Este libro es una deuda que tengo que pagar como se pagan las deudas
del amor. Una deuda con más de la mitad de los sonidos que he oído
en mi vida, inevitablemente, porque estaban en el aire. (Por otro
lado, bien lo sé, las deudas con el silencio son impagables.) El
detonante de este texto fue la lectura de un ensayo de James Fenton
en el número 64 de Diario de Poesía de
Buenos Aires que comienza así: “Hace unas décadas, cuando conocí
estrechamente a algunos aspirantes a poetas estadounidenses, lo que
más me llamó la atención fue que esos poetas -que experimentaban
cierta antipatía por cualquier poema que no fuera contemporáneo-
tenían una amplitud de gustos en música, y por
lo tanto en las letras de esas músicas, que no se relacionaban para
nada con sus gustos en poesía.

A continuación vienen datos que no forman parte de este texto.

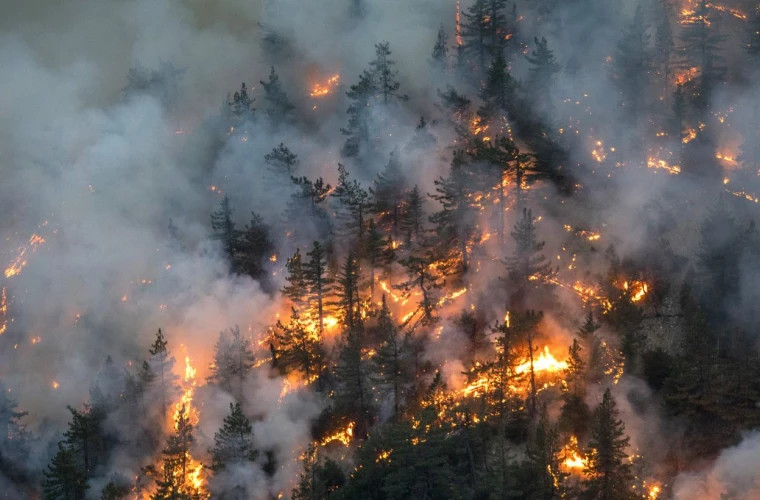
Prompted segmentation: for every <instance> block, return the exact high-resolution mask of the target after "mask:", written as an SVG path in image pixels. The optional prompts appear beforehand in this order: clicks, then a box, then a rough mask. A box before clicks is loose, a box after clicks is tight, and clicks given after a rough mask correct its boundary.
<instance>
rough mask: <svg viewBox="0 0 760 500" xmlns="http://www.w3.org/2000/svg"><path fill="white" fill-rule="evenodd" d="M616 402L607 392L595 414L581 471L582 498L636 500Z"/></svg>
mask: <svg viewBox="0 0 760 500" xmlns="http://www.w3.org/2000/svg"><path fill="white" fill-rule="evenodd" d="M618 417H619V415H618V410H617V405H616V404H615V400H614V399H613V397H612V394H611V393H610V390H609V389H607V390H605V391H604V396H603V397H602V402H601V403H600V404H599V406H598V407H597V408H596V409H595V410H594V416H593V419H592V421H591V440H590V441H589V444H588V452H587V454H586V456H587V457H588V464H587V465H586V467H585V468H584V473H585V474H586V476H587V478H586V479H585V480H584V482H583V485H584V490H583V491H582V493H581V497H582V498H589V499H592V498H593V499H605V500H618V499H621V500H624V499H633V498H636V496H635V495H634V490H633V489H632V488H631V486H632V475H631V464H630V463H629V462H628V455H627V454H626V451H625V449H626V448H627V447H628V441H629V438H628V437H626V436H625V425H624V424H623V421H622V420H620V419H619V418H618Z"/></svg>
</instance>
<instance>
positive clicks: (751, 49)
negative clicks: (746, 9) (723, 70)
mask: <svg viewBox="0 0 760 500" xmlns="http://www.w3.org/2000/svg"><path fill="white" fill-rule="evenodd" d="M746 30H747V31H746V41H745V47H746V50H747V53H748V54H749V55H750V57H752V58H753V59H754V60H758V59H760V5H758V6H755V8H754V9H752V12H751V13H750V15H749V19H748V20H747V28H746Z"/></svg>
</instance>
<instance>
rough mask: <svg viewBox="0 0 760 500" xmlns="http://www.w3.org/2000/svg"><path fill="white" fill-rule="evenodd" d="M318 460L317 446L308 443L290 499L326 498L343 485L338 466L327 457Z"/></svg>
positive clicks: (317, 451)
mask: <svg viewBox="0 0 760 500" xmlns="http://www.w3.org/2000/svg"><path fill="white" fill-rule="evenodd" d="M320 462H321V461H320V459H319V455H318V449H317V447H316V446H315V445H314V444H309V446H308V448H307V449H306V452H305V453H304V454H303V459H302V464H303V466H302V467H303V469H302V472H301V474H300V475H299V478H298V484H297V485H296V487H295V488H293V491H292V492H291V496H290V498H291V499H292V500H318V499H319V500H321V499H326V498H328V497H329V496H332V495H331V493H333V492H335V491H336V490H337V489H338V488H340V487H341V486H343V483H345V481H346V478H345V475H344V474H343V471H342V470H341V468H340V466H339V465H338V464H337V463H336V462H335V461H333V460H332V459H331V458H329V457H328V458H326V459H325V460H324V462H323V463H320Z"/></svg>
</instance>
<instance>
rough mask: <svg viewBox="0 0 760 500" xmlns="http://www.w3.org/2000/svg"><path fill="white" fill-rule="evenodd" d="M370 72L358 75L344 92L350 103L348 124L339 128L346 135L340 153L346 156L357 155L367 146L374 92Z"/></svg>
mask: <svg viewBox="0 0 760 500" xmlns="http://www.w3.org/2000/svg"><path fill="white" fill-rule="evenodd" d="M372 78H373V76H372V74H371V73H370V72H368V71H365V72H364V73H362V74H361V75H359V81H358V82H357V83H355V84H354V85H351V87H350V88H349V90H348V91H347V92H346V96H347V97H348V99H349V100H350V102H351V103H350V104H349V106H348V109H347V110H346V112H347V113H348V125H347V126H346V127H345V128H342V129H340V131H341V133H342V134H343V135H345V136H346V142H345V144H344V145H343V149H342V150H341V153H342V154H343V156H345V157H347V158H356V157H359V156H360V155H361V154H362V153H364V151H365V150H366V149H367V148H368V147H369V117H370V105H371V102H372V100H373V97H374V93H375V83H374V81H373V79H372Z"/></svg>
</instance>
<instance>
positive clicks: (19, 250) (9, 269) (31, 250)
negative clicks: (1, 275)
mask: <svg viewBox="0 0 760 500" xmlns="http://www.w3.org/2000/svg"><path fill="white" fill-rule="evenodd" d="M44 243H45V238H43V237H42V236H39V235H36V234H33V235H31V236H30V237H29V241H28V242H27V243H26V244H24V245H22V246H20V247H19V248H18V251H17V252H18V254H17V255H16V257H15V258H14V259H13V260H12V261H11V263H10V264H9V265H8V267H6V268H5V277H6V278H11V277H13V276H16V275H17V274H19V273H20V272H21V270H22V269H23V268H24V267H25V266H26V263H27V252H29V251H31V252H35V251H37V249H39V247H40V246H42V245H43V244H44Z"/></svg>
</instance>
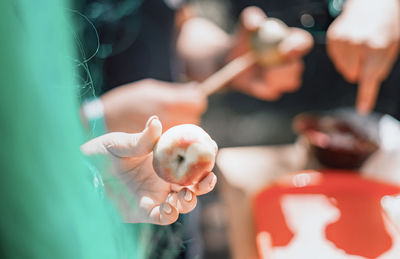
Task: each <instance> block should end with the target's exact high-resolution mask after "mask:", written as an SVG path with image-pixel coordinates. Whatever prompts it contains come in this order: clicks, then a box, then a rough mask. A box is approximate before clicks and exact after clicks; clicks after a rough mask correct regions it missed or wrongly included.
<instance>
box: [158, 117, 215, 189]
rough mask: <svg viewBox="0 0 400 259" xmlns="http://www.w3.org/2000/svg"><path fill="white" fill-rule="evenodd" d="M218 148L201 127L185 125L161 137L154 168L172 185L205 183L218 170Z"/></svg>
mask: <svg viewBox="0 0 400 259" xmlns="http://www.w3.org/2000/svg"><path fill="white" fill-rule="evenodd" d="M217 151H218V146H217V144H216V143H215V141H214V140H212V139H211V137H210V136H209V135H208V134H207V132H205V131H204V130H203V129H202V128H200V127H199V126H196V125H194V124H182V125H178V126H175V127H172V128H170V129H168V130H167V131H166V132H164V134H162V135H161V137H160V139H159V140H158V142H157V144H156V145H155V147H154V149H153V167H154V170H155V171H156V173H157V175H158V176H159V177H161V178H162V179H163V180H165V181H167V182H169V183H176V184H179V185H182V186H188V185H193V184H195V183H198V182H199V181H201V180H202V179H203V178H204V177H205V176H206V175H207V174H208V173H209V172H211V170H212V169H213V167H214V164H215V157H216V155H217Z"/></svg>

Era como si usaran una parte
diferente del cerebro para pensar en el tema de la música. Y
lo que es más, era como si en esa parte diferente tuvieran las cosas
más claras que en la parte con la que pensaban la poesía. En la
parte musical sabían muy bien qué les gustaba y deseaban escuchar,
y aún qué deseaban hacer si, por ejemplo, tomaban una guitarra para
interpretar una melodía o para componer una canción. Pero en cuanto
a la parte poética, sus juicios eran defensivos y tensos; tenían
claridad para una cosa y confusión acompañada de cierto nerviosismo
para la otra. Se me ocurrió entonces que esos poetas serían más
felices si echaran abajo las barreras de su cerebro, si aceptaran que
la persona dedicada a estudiar escritura creativa con el propósito
de producir poesía era la misma cuyo auto estaba lleno de cintas de
música country”.
Más adelante, Fenton señala que
hoy en día se escribe poesía mucho más para el ojo que para el
oído. El objeto del poeta culto es ser leído en silencio y
recogimiento y no se imagina interpretado en voz alta por sí mismo o
por otro.
El ensayo de Fenton toma otro rumbo,
por demás muy interesante, y no menciona el atajo por donde yo tomé,
a saber, que no solo existe esa incongruencia en los gustos, sino
que, a pesar de que los malos versos superan a los buenos, en la
llamada canción popular latinoamericana del siglo XX existe un
corpus de poesía para ver, escrita originalmente para ser oída.